ChatGPT has a new challenger to look out for in the form of Claude 2, billed by its creators as a ‘friendly, enthusiastic colleague or personal assistant.’
San Francisco-based AI company Anthropic has launched the second generation of its natural language generation chatbot, hitting the market with the bold claim it's smarter than 90% of the college students in the United States and Canada.
According to Anthropic, Claude 2 performs better, can give longer responses, and has improvements when it comes to coding, math, and reasoning. Claude 2 can also handle 100 tokens of input or output, equating to up to 75,000 words of information, which means it can process and generate anything from simple questions to complex reports.
In the real world, Anthropic says Claude 2 scored 76.5% on the multiple choice section of the Bar exam, up from 73.0% with Claude 1.3, and scores above the 90th percentile on the GRE reading and writing exams compared to college students applying to graduate school.
I tried it
Using Claude 2 is pretty simple and given Anthropic want to license the chatbot to businesses, maybe that shouldn't be surprising. However in the limited time I've used it, Claude 2 was able to quickly answer my questions.
It also seemed to remember how I like my information to be presented, opting for a series of bullet points for all future questions after I asked it to simplify a lengthy answer.
Claude 2 has apparently improved its coding skills, scoring 71.2% on the Python coding test, the Codex HumanEval, whereas the first generation could only reach 56.0%. On GSM8k, a large set of grade-school math problems, Claude 2 scored 88.0% up from 85.2%.
Anthropic also said “an exciting roadmap of capability improvements” is planned for Claude 2. If you want to test these capabilities, Anthropic launched a public beta of Claude 2 for residents in the U.S. and U.K.

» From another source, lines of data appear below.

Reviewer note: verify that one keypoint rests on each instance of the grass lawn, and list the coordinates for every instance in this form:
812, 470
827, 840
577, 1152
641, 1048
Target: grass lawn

Overall the experience is simple. The answers I received were correct, and personalized, but it will interesting to see how far we can test Claude with more time.
New safety techniques
The new chatbot is one of the first to take advantage of the new safety techniques that Anthropic announced over the last year, in order to improve results and prevent dangerous usages of generative AI.
These techniques include training models with reinforcement learning from human feedback (RLHF) so that Claude 2 has the capability to "morally self-correct", as well as Constitutional AI, which can identify an inappropriate request and explain why it will not engage with the request.
As a result, Claude 2 is two times better at giving harmless responses than Claude 1.3, its predecessor.
The effort to make chatbots safer to use may please Government bodies who are increasingly focused on potential risks from the rise of generative AI models like chatbots and deepfakes.
The White House has outlined a blueprint for AI regulation covering areas like bias, privacy and misinformation. In Europe, the E.U, has proposed stricter rules for high-risk AI systems, with transparency and oversight safeguards, and the FTC has also warned companies to prevent deception from generative AI, citing truth-in-advertising laws.
Regulators in the U.K., Australia and elsewhere have also raised concerns about personal data used to train models and misuse generating harmful content, with lawmakers considering new laws to prevent spreading misinformation, impersonation fraud and other harms.
Accuracy has been a focus for lawmakers and regulators since the release of ChatGPT in late 2022, and amassed over a million users who had signed up to try the AI chatbot. Inspired by its popularity, other tech giants have launched their own massive generative language models like Google's Bard, SoundDrown from Meta, and Bing Chat from Microsoft. Smaller startups are also joining the race to offer creative generative AI apps for writing, art and coding.